Currently, $ETH a significant majority of active positions on $ETH are long, creating a potential trap scenario often exploited by larger market players — the whales.

Historically, when the market becomes overly skewed in one direction (in this case, long), whales tend to take the opposite side of the trade. Their strategy? Trigger liquidations. By pushing the price downward, they force retail traders out of their overleveraged long positions, causing a cascade of liquidations. This results in sharp, sudden price drops — not due to organic selling pressure, but due to forced exits.$ETH

Once that liquidation phase completes, these same whales re-enter the market — this time long — at deeply discounted prices, securing prime entry points for the next leg up.
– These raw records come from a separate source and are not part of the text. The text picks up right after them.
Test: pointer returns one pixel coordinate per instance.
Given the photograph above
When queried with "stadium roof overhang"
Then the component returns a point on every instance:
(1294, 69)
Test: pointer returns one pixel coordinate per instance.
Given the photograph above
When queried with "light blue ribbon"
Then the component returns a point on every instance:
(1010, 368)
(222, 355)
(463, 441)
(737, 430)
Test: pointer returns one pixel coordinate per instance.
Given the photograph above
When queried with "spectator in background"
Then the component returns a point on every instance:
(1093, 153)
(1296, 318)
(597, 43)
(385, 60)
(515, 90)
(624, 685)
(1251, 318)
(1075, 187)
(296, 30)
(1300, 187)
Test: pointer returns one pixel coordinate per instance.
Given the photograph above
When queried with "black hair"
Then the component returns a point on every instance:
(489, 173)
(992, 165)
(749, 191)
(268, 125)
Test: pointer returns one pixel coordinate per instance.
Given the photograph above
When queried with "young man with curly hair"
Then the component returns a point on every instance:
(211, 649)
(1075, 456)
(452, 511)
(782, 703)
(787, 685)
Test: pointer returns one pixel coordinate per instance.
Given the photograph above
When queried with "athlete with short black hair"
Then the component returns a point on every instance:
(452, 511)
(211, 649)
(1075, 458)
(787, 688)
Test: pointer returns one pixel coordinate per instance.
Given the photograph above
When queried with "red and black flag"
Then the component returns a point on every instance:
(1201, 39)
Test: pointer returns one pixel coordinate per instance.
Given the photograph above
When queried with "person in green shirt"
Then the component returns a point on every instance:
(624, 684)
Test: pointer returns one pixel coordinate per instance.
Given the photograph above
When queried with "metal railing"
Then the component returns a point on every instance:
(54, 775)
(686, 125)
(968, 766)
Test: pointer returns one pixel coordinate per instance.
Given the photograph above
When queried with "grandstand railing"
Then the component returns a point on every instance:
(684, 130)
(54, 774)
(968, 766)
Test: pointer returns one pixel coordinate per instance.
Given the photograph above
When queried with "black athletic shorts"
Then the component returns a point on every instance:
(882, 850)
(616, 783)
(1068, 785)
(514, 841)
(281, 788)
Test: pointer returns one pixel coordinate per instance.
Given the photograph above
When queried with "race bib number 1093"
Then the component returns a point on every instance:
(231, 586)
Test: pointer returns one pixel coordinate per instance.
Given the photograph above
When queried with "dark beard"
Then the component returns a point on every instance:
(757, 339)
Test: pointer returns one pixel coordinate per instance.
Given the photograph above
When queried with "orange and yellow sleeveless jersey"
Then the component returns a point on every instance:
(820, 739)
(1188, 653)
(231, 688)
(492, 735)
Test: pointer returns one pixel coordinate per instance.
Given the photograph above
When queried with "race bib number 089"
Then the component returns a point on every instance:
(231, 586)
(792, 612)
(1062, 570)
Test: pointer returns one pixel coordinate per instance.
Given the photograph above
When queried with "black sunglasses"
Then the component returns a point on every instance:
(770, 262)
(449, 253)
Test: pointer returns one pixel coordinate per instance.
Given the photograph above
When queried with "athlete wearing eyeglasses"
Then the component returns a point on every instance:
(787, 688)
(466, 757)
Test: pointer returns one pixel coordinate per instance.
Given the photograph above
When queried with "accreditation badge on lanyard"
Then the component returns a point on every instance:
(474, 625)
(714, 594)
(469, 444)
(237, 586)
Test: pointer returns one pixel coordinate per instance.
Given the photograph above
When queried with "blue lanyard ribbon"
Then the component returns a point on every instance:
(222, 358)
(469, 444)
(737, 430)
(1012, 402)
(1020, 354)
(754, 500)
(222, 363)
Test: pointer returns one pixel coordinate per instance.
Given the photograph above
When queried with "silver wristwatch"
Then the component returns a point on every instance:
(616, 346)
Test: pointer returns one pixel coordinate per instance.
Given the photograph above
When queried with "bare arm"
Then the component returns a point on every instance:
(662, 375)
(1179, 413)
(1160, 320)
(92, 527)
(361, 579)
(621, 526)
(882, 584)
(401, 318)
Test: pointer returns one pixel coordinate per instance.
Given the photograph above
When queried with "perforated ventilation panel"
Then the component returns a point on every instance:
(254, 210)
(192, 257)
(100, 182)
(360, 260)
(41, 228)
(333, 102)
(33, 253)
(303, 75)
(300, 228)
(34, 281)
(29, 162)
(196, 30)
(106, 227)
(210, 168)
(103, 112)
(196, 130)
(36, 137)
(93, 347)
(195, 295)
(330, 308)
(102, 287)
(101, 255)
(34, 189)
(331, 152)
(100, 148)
🚫 A Word of Warning on Shorts

Don’t rush into a short either. The current price levels do not offer the kind of inflated valuation that justifies short positions. Entering prematurely could backfire just as easily.

🧠 Smart Trading Isn’t Simple

The old adage "buy low, sell high" is far too simplistic for the realities of crypto trading. Relying on influencers, signals, or random social media hype is a dangerous game. Instead, focus on understanding market mechanics — particularly how whales manipulate liquidity and sentiment to their advantage.

📊 Use Your Head, Not Just Your Hopes

Study order books. Watch liquidation levels. Observe volume and open interest. These data points reveal more than any influencer can.

Trust no one blindly — not influencers, not anonymous analysts, not even articles like this. Use your own common sense, back it with research, and always be aware of the bigger players moving behind the scenes.